If we apply the patch the behavior will be as follow :

  • insource:"2+122" : perform a proximity search (this case was broken)
  • insource:"\"2+122\"": perform a proximity search (escaped double quotes will be ignored)
  • insource:/"2+122"/: perform a regex search matching: 2+122 (double quotes will disable regular expression syntax). This case was not broken.
  • insource:/2\+122/: perform a regex search matching: 2+122 (without double quotes you have to escape all special chars). This case was not broken.
  • insource/\""2+122"\"/: perform a regex matching: "2+122" (if you want to match double quotes you have to escape them). This case was not broken.

Concerning intitle the problem was the same but because title is a short string it was maybe not noticed:

  • intitle:"foo bar": perform a proximity search (this case was broken)
  • intitle:"\"foo bar\"": perform a proximity search (escaped double quotes will be ignored)

Concerning hastemplate and incategory it's different because we do not tokenize any text. If you want to find pages with the template Template:The Golden Lion you must write: hastemplate:"The Golden Lion", hastemplate:"Golden Lion" won't match. There is no problem regarding proximity/non-proximity search, it's always an exact match (case insensitive).

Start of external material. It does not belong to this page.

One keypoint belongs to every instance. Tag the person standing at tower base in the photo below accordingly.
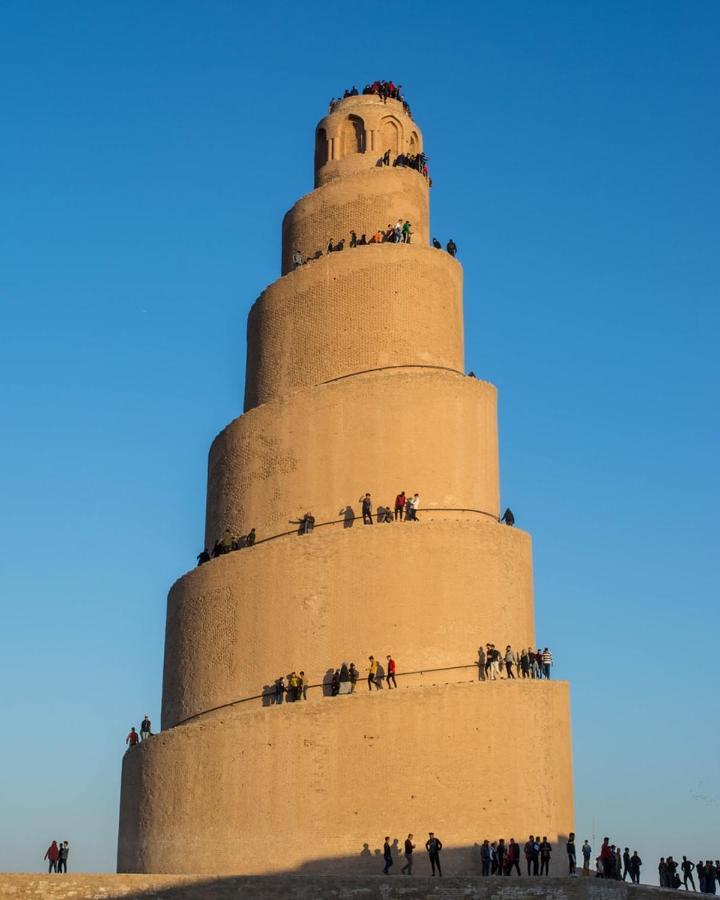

Applying the patch seems to be sane as it reverts insource and intitle with quotes to the previous behavior. The only change will be with escaped double quotes insource:"\"foo bar\"" where before proximity search was disabled but now it will still perform a proximity search.

The only way to perform a non-proximity search with insource and intitle will be to use the following syntax: insource:foo insource:bar.

Studying... ... ... right, all right.

@Deskana can we raise the priority of this bug?

@dcausse Thanks for looking into this. We can increase the priority, but it will have to sit lower in priority than other tasks that have been bumped several times that relate directly to our current goals.

Deskana triaged this task as Normal priority.Sep 15 2015, 2:37 AM

@Deskana thanks, moving to "Needs review" (the patch is ready).

Change 236544 merged by jenkins-bot:
Fix incategory, insource and intitle with double quoted values

https://gerrit.wikimedia.org/r/236544

Deskana closed this task as Resolved.Sep 24 2015, 4:09 AM
Deskana claimed this task.
Deskana moved this task from Done to Resolved on the Discovery-Search (Current work) board.